Chrustie, an internationally recognized expert in transnational organized crime and covert money laundering operations, said that when he was the intelligence officer for the RCMP in British Columbia, starting around 2007 there was an escalation of violence in the province involving other gangs in concert with the Chinese triad networks.
“Not only were the triads active—and they had been for a number of years, a decade or two before that with the Big Circle gangs—but there was an emerging threat that was inclusive of the triads, and that was the Middle Eastern organized crime networks, the Iranian networks,” he said.
Cooper outlines in the book how the Big Circle Boys, a powerful transnational drug cartel with ties to corrupt Chinese officials, real estate tycoons, and industrialists, were able to gain influence over significant portions of Canada’s economy due to decades of bad policy.
As for why the Canadian government seems to be ignoring this growing threat, Chrustie said that in federal institutions “there’s been a historical concern in terms of risk aversion in terms of educating the public in terms of what type of information we were in possession of, and sharing that in educating the public.”

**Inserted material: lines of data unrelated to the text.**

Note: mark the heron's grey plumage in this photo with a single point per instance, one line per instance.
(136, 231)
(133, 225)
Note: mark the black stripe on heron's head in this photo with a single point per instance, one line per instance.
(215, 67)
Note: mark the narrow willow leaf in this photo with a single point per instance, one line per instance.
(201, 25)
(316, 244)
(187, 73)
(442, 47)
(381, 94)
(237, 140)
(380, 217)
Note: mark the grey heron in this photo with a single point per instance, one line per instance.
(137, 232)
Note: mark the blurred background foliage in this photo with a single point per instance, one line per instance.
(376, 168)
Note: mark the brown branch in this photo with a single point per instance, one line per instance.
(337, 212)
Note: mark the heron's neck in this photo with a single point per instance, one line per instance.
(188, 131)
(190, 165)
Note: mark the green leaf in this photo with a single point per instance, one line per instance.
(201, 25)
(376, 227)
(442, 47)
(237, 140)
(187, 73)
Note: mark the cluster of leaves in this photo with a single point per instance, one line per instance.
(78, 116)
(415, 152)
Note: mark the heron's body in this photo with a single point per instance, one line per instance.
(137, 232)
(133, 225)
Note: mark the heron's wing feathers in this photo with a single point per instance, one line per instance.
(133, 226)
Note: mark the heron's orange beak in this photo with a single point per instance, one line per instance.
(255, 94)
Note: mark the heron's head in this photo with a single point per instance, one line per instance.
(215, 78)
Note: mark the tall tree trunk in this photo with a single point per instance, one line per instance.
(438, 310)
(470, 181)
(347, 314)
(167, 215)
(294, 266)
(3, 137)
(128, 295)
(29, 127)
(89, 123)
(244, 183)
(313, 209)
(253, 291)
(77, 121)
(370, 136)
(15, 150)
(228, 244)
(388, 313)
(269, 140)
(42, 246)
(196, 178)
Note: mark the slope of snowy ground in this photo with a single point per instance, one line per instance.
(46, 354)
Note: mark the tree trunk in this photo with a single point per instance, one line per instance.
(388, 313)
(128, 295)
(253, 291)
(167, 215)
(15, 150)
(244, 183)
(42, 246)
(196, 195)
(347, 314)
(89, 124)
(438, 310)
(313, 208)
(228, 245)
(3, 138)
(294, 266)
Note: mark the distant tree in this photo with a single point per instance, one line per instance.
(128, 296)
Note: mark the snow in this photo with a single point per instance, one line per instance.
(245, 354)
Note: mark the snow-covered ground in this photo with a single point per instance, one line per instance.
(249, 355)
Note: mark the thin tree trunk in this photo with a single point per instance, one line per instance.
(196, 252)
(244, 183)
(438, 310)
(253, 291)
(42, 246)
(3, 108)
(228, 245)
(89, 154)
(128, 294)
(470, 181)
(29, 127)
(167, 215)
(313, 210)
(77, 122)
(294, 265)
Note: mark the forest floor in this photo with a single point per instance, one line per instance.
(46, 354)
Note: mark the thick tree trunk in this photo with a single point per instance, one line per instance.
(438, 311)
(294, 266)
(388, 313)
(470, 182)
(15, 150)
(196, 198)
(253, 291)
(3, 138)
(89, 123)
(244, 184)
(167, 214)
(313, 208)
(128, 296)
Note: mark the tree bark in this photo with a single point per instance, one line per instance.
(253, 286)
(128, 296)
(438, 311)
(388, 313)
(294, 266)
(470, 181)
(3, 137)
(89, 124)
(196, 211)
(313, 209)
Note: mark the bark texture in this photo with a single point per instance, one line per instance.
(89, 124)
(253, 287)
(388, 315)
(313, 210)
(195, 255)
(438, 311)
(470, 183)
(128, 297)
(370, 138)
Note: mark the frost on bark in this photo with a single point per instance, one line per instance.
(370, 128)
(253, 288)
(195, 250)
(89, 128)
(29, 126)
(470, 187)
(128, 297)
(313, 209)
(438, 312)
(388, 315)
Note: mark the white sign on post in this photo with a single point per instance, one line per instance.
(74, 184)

“There’s been a focus, ‘hey, just investigate, just collect intelligence,’” he said. “But as you do all those things if you’re not educating the public in terms of what’s going on it’s going to be a problem.”
On that front, he said, countries such as the United States, Australia, UK, and Israel where “intelligence is part of society” do better than Canada.
“In Canada, people can say there’s laws preventing it, and I’m sure there’s impediments there, but we haven’t done a good job until I think in the last year or so actually having these public discussions about it.”
Chrustie said there are certain individuals as well as the media who downgrade the seriousness of the problems, something that was also evident during the Cullen Commission’s inquiry into money laundering in B.C., at which he testified.
“I don’t know if they’re doing any favours to anybody in terms of not bringing forward the real issues and sugarcoating the seriousness of the threat,” he said.
‘Parallels Around the World’
Corr described Cooper’s book as “a tour de force of the links between the CCP and Chinese Communist Party gangs in Canada.”
“What I want to impress upon folks is that what Sam has detailed very closely in his book, there are parallels around the world that have not been as closely detailed,” he told the panel.
“What we see is a general pattern of Chinese Communist Party influence and utilization of whatever kind of bad actors, rogue actors, in the world that you see today, whether that’s Russia, which is arguably a bad actor, a rogue state, North Korea, Iran.”
“This is kind of the background, the global backdrop,” he explained. “I think what makes Sam’s book so important is that he goes into very deep detail in a way that we don’t have other places but we really should.”
He said the CCP also supports the Taliban in Afghanistan, and with the terrorist organization now in power, Beijing has access to trillions of dollars’ worth of natural resources.
“The Chinese Communist Party has had a huge victory in Afghanistan. They were waiting in the wings for this,” he said. “We’ve really made a huge blunder in Afghanistan, and we’ve handed the country to China basically.”
As the Chinese regime grows increasingly more aggressive politically and militarily, Corr warned that the world should not let its guard down.
“[China] is going to continue to rise, and the people who are claiming that it’s going to plateau for demographic reasons, I don’t really think that they’re thinking about how the CCP is able to influence capital cities around the world to do things that are absolutely against their [own] interests, economically, militarily, and otherwise,” he said.